In front of me Fast drops his rifle. I think he drops it more in horror than from my father’s command. Deputy Timms moans on the grass, clutching his head and throat. My fingers had pulled the skin half off his face.
Kim has finally gotten the pistol out from her pants. She takes two steps forward and shoves the barrel into Fast’s open mouth. I hear teeth breaking. “On your knees,” she hisses at him.
My father comes forward. His gun is no longer on Fast but now points at Roberto. And his oldest son is smiling back with his eyes just bright slits in the dark. The blood that covers his face makes him look as dark as Dad.
“Step back, ’Berto. Put down the knife.” His voice is immeasurably sad. It’s as if he knows Roberto has crossed a line, that he’s stepped over the edge now and will never come back.
Roberto does as he’s told. But while my father watches, he licks some blood from his knuckles.
Life finally returns to my limbs. I get to my feet and put my hands on Kim’s shoulders. “It’s over,” I tell her. “You’re finally going to get to see him in court.” She’s shaking as hard as Sunny, who still lies curled and silently sobbing in the grass. I’d been tempted to let her kill him, but something tells me that’s not what she needs. She needs the Law to exact her Justice—it’s what she’s fought for all these years. For her, my brother’s type of justice would make those years seem empty.
I slide my hand down to her wrist and pull the gun out of Fast’s mouth. The asshole looks relieved. And he shou
ld be. My brother would gut him, too, if my father and his men weren’t here. I might have done it myself, with my bare hands, if the blow to my head hadn’t temporarily paralyzed my arms.
“Lie down,” I say softly to Fast after I kick the rifle into the deep grass. He does it, even putting his hands behind his head without me having to tell him to.
“Now who’s fucked?” Kim asks him.
FORTY-THREE
TEN MILES DOWN the bumpy Forest Service road, just a few miles from where it meets the highway, two Sheriff’s Department SUVs block the road. Beyond them I see a third truck with the same colors and insignia parked between some pines to one side. There are three men standing together talking in the clean morning light as we drive the black Suburban down toward them. I recognize Sheriff Munik in his Stetson with the two young deputies. They look up, see Fast’s truck, and wave. Roberto toots the horn as we approach. He’s driving because my right ankle’s so swollen and sore from Burgermeister’s blow that I can barely weight it.

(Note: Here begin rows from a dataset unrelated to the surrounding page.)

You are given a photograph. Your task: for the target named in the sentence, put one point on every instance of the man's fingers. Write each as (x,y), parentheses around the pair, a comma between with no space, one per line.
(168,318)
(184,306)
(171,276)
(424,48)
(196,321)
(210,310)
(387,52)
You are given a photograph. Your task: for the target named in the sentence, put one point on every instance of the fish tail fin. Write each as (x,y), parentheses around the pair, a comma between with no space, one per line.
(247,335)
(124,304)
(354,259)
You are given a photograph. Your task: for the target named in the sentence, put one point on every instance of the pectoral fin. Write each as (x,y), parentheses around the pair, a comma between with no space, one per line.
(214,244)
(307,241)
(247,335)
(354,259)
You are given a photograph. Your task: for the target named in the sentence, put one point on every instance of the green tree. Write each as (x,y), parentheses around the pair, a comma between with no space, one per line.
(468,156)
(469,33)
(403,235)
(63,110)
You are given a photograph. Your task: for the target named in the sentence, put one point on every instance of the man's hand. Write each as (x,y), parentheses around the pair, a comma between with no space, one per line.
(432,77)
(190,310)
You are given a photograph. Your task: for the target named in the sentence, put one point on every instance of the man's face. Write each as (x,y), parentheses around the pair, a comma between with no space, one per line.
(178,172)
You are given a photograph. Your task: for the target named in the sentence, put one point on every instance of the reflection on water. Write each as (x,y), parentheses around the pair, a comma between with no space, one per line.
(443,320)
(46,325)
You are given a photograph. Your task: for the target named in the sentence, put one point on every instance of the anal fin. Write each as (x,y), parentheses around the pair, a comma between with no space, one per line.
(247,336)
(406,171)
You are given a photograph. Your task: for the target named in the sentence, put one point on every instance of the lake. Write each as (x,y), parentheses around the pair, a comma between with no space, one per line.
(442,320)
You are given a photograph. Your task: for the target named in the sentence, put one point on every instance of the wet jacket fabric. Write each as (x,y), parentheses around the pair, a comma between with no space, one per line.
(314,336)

Even though he’d washed his face in the creek, a fresh line of bright red blood runs down my brother’s face from the wound on top of his head.
The sheriff walks toward us when Roberto brakes to a stop. One of the deputies gets in an SUV to move it out of the way. As the darkly tinted driver’s window slides down, Munik is saying, “Boys were here all night and nobody tried . . .”
His voice dies away when he realizes that it’s Roberto, not David Fast, in the driver’s seat. And that I’m beside him.
“Tried what, asshole?” my brother asks.
The sheriff’s smile flexes into a grimace. His right hand slaps the leather holster under his sport coat and comes up with the huge revolver. He points it at my brother’s face.